These Hollow Vows (These Hollow Vows 1) - Page 82

I cut my eyes to him. “I’ll what?”

His face is solemn as he meets my eyes. “You’ll be unstoppable.”

“Why did Jalek leave the Seelie Court?” I ask. “If he let them burn his sister so he could—”

“He didn’t let them do anything. He didn’t know what they’d done to Poppy until it was too late.” When I stare at him, waiting for an answer to my question, he sighs. “He left because he didn’t want to serve the queen. He left as protest but also because he wanted to help me get her off the throne.”

“How long ago was that?”

He lowers himself into the seat next to mine and leans back, tilting his face to the sky. “Twenty years ago.”

“And still she rules,” I whisper. It’s not a judgment, and when Finn nods, I think he knows that. “I don’t know how I’m supposed to act happy in that palace when I’ve seen how cruel she can be.”
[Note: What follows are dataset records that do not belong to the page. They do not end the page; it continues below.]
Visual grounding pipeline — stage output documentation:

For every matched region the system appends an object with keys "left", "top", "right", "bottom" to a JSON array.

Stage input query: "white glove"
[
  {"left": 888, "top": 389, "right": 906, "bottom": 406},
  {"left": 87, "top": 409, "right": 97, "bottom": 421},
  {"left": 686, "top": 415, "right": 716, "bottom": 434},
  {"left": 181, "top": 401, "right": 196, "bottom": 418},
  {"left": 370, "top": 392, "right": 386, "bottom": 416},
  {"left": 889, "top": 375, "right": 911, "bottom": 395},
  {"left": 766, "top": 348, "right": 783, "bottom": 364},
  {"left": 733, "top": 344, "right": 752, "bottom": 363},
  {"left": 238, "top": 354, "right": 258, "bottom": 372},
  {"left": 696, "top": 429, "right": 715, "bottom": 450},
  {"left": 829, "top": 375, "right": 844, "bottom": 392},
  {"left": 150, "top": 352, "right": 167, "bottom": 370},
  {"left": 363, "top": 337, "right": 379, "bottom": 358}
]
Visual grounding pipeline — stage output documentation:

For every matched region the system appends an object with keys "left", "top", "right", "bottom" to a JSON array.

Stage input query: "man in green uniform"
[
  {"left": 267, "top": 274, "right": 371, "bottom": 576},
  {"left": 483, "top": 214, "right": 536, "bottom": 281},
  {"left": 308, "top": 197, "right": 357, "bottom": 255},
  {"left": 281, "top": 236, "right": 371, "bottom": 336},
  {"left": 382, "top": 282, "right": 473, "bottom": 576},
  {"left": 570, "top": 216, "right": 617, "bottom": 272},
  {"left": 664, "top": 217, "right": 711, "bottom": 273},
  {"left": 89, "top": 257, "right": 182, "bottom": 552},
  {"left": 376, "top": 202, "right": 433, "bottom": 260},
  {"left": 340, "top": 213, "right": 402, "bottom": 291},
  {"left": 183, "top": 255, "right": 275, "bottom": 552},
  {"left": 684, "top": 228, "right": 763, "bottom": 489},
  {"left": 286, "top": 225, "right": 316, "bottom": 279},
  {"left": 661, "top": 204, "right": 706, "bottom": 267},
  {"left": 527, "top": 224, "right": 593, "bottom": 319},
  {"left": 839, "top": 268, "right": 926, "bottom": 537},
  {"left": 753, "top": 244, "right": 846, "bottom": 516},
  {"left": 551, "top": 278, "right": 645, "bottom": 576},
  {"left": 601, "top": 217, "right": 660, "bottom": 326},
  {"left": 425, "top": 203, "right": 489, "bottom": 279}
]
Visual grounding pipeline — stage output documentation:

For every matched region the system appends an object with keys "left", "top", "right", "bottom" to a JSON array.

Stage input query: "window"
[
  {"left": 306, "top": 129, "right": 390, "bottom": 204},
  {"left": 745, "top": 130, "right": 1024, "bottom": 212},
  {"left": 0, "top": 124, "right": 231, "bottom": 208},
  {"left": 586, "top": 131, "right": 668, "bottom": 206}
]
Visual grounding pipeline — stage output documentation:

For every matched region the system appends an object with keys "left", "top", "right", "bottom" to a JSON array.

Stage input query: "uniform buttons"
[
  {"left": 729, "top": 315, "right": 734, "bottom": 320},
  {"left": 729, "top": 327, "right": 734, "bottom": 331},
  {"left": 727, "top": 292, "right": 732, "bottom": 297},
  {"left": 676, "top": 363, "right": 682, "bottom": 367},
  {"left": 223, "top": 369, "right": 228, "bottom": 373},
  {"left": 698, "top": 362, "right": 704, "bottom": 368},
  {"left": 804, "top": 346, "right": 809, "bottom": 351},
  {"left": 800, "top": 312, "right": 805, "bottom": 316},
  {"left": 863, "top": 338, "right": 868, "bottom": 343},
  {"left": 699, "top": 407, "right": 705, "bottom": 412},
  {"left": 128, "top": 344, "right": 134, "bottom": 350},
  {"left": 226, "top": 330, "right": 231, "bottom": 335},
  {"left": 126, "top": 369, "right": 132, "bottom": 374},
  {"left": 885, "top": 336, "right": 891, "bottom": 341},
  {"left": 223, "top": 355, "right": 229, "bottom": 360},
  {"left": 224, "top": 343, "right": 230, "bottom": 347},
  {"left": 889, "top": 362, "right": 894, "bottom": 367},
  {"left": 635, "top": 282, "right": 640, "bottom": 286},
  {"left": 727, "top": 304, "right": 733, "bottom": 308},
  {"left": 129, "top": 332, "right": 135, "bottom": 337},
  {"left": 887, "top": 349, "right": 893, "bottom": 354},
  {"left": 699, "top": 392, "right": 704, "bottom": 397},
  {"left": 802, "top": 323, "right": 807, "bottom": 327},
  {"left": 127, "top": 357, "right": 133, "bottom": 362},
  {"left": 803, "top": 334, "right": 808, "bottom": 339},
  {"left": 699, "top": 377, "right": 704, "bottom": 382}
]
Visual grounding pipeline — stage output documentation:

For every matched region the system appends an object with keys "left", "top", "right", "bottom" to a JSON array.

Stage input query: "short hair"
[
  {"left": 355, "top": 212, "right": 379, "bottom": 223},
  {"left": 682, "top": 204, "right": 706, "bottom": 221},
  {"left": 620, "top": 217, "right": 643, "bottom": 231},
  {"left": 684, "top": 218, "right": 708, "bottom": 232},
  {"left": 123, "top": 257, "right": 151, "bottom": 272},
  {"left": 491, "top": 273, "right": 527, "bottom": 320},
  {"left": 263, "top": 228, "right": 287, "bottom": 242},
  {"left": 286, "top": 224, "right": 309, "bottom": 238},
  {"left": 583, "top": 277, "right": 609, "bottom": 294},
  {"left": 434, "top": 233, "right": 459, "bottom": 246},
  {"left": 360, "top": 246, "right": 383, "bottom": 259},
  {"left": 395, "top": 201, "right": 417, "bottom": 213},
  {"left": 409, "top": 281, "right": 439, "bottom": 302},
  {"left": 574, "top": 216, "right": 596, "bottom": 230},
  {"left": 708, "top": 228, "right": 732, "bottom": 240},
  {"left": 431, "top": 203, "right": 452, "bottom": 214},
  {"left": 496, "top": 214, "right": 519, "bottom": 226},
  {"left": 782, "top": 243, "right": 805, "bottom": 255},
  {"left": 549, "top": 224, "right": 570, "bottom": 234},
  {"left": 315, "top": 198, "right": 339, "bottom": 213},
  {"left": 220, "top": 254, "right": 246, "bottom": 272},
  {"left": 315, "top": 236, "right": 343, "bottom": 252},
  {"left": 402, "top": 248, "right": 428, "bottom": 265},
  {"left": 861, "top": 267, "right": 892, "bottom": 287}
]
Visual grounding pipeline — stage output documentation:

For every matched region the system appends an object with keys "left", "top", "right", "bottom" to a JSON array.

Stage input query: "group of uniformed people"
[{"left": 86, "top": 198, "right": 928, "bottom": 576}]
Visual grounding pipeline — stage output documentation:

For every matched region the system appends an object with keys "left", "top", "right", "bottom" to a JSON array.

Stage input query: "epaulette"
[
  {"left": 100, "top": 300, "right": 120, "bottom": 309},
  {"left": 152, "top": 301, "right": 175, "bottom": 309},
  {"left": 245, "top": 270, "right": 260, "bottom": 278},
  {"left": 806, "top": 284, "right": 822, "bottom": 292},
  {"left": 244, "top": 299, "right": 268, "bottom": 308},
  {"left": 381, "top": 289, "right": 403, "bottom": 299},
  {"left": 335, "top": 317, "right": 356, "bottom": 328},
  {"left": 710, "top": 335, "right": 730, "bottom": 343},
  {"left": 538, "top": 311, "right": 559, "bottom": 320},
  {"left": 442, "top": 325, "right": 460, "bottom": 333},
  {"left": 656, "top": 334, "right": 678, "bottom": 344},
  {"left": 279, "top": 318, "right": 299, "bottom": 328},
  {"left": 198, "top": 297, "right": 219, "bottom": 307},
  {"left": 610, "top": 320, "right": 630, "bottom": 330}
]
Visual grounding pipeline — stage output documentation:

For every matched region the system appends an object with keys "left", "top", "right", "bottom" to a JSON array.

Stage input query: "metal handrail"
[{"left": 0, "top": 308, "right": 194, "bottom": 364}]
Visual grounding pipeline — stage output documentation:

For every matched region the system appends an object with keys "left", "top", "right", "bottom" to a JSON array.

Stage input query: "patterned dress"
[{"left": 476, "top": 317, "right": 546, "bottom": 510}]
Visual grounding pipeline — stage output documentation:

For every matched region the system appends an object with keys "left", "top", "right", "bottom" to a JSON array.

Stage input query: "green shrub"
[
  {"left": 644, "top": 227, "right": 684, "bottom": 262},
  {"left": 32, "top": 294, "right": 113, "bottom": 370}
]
Finn grunts. “You’ve barely seen anything.”

“When Sebastian was talking to Jalek, Jalek said that the queen would never give him the crown if Sebastian killed him. But then it sounded like the queen planned to kill Jalek herself, so I don’t understand.”

Finn finally pulls his attention off the sky and studies me instead. “Are you so sure he was talking about Arya?”

“Yes, he . . .”

Finn arches a brow, waiting for me to remember.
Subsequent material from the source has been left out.